Britten R J
Division of Biology, California Institute of Technology, Corona del Mar 92625.
Proc Natl Acad Sci U S A. 1994 Jun 21;91(13):6148-50. doi: 10.1073/pnas.91.13.6148.
The primate Alu interspersed repeats can be subdivided into classes on the basis of shared nucleotides at a set of diagnostic positions. Each of the classes of Alu sequences is apparently the result of past retrotransposition of transcripts of highly conserved class-specific source genes that differed from each other at the diagnostic positions. The nucleotides at the majority of positions are identical among the source genes and therefore were identical among all of the Alu sequences at the time of their insertion. These CONSBI (conserved before insertion) positions are useful because the changes that have occurred after insertion are recognizable and the divergence resulting from nucleotide substitutions, insertions, and deletions is informative. The divergence of Alu sequences at the CONSBI positions is a measure of the time since a class was inserted. The greatest majority of Alu sequences are in one class (identified as class II), and it is particularly suitable for such examination, since nearly full-length sequences are now known for nearly a thousand members of this class. The average divergence of class II members indicates that the class has an average age of about 40 million years. The distribution in divergence of class II accurately fits a sum of two Poisson distributions. The implication is that class II Alu sequences were derived from two massive past events of insertion of many Alu sequences. In this model the younger subset of class II sequences (corresponding to about 300,000 copies in the genome) has an average divergence of 5% at CONSBI positions. The older set of class II sequences (corresponding to about 150,000 genomic copies) has a 9% average divergence. Based on the drift rate of primate DNA sequences, the events of insertion probably occurred 30-50 million years ago. The goodness of the fit to the Poisson distribution indicates that no significant number of members of class II have been inserted since 30 million years ago.

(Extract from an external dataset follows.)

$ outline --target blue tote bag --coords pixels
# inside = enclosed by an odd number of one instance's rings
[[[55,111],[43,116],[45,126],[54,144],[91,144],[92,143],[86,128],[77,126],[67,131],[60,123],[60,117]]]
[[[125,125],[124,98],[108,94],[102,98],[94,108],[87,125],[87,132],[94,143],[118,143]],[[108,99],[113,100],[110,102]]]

灵长类动物的Alu散布重复序列可以根据一组诊断位置上共享的核苷酸细分为不同类别。每个Alu序列类别显然是过去高度保守的类别特异性源基因转录本逆转录转座的结果,这些源基因在诊断位置上彼此不同。大多数位置上的核苷酸在源基因之间是相同的,因此在插入时所有Alu序列之间也是相同的。这些插入前保守(CONSBI)位置很有用,因为插入后发生的变化是可识别的,并且核苷酸替换、插入和缺失导致的差异是有信息价值的。Alu序列在CONSBI位置的差异是衡量一个类别插入后时间的指标。绝大多数Alu序列属于一个类别(被鉴定为II类),它特别适合进行此类检查,因为现在已知该类别的近一千个成员的几乎全长序列。II类成员的平均差异表明该类别平均年龄约为4000万年。II类差异的分布精确拟合两个泊松分布的总和。这意味着II类Alu序列源自过去两次大量插入许多Alu序列的事件。在这个模型中,II类序列的较年轻子集(对应于基因组中约300,000个拷贝)在CONSBI位置的平均差异为5%。II类序列的较老集合(对应于约150,000个基因组拷贝)平均差异为9%。根据灵长类动物DNA序列的漂移率,插入事件可能发生在3000万至5000万年前。泊松分布的拟合优度表明,自3000万年前以来,没有大量II类成员被插入。